Teknolojinin gelişmesi, dijital araçların yaygınlaşması ve sosyal medyanın bilinçsizce kullanılması nedeniyle bireylerde "e-hastalık" olarak adlandırılan telefon ve ekran bağımlılığı ortaya çıktı. Akıllı telefon kullanımının yaygınlaşmasıyla insanlar karşılarındaki kişileri daha az dinler ve umursar hale geldi.
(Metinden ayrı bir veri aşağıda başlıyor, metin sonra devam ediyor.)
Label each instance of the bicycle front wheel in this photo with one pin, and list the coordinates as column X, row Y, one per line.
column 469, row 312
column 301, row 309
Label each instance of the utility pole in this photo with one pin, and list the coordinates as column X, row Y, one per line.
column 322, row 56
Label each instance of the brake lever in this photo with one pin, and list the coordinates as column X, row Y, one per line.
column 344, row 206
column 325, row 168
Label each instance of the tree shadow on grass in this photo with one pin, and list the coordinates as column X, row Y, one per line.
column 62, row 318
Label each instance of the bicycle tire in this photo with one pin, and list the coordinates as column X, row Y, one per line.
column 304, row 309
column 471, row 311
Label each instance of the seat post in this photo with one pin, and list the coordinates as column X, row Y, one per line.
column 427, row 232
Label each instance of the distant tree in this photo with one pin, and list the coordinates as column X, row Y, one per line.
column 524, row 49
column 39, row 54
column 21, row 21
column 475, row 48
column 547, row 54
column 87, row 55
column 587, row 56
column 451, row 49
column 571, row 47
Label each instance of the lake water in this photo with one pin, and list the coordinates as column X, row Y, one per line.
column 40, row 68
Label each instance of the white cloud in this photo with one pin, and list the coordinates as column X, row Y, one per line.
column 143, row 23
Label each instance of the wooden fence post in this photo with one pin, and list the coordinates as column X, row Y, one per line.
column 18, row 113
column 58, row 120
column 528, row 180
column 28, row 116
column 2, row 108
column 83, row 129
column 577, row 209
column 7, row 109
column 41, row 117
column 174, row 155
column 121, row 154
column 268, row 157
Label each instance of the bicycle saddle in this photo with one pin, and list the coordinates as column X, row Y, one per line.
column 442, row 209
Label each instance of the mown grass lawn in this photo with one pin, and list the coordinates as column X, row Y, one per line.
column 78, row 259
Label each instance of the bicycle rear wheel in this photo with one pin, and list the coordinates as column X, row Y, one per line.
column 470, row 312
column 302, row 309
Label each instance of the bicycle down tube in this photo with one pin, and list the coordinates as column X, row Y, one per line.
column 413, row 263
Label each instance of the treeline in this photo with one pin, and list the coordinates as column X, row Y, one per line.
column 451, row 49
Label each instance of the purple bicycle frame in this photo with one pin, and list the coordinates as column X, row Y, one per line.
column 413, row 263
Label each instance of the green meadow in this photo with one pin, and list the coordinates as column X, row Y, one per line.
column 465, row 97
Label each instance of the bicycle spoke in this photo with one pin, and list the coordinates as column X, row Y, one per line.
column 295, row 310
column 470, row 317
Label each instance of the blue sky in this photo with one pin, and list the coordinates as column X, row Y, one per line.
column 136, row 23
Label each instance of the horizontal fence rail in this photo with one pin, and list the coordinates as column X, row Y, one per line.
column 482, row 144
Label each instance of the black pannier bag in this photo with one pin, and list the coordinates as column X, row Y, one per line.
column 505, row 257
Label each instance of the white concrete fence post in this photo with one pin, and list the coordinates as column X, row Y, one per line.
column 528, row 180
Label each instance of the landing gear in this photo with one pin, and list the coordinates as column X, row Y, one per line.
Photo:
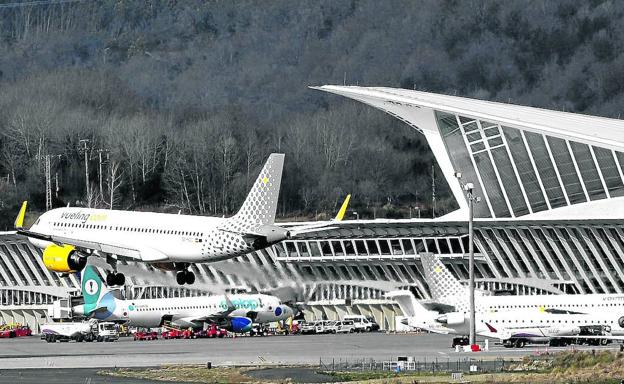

İngilizce "phone" ve "snubbing" kelimelerinin Türkçe karşılığı olan "telefon" ve "küçük görme" anlamını taşıyan sözcüklerden doğan ve "telefonla görgüsüzlük" olarak tanımlanan phubbing kavramı, modern zamanın önemli bir hastalığı haline dönüşen telefon bağımlılığına dikkat çekiyor.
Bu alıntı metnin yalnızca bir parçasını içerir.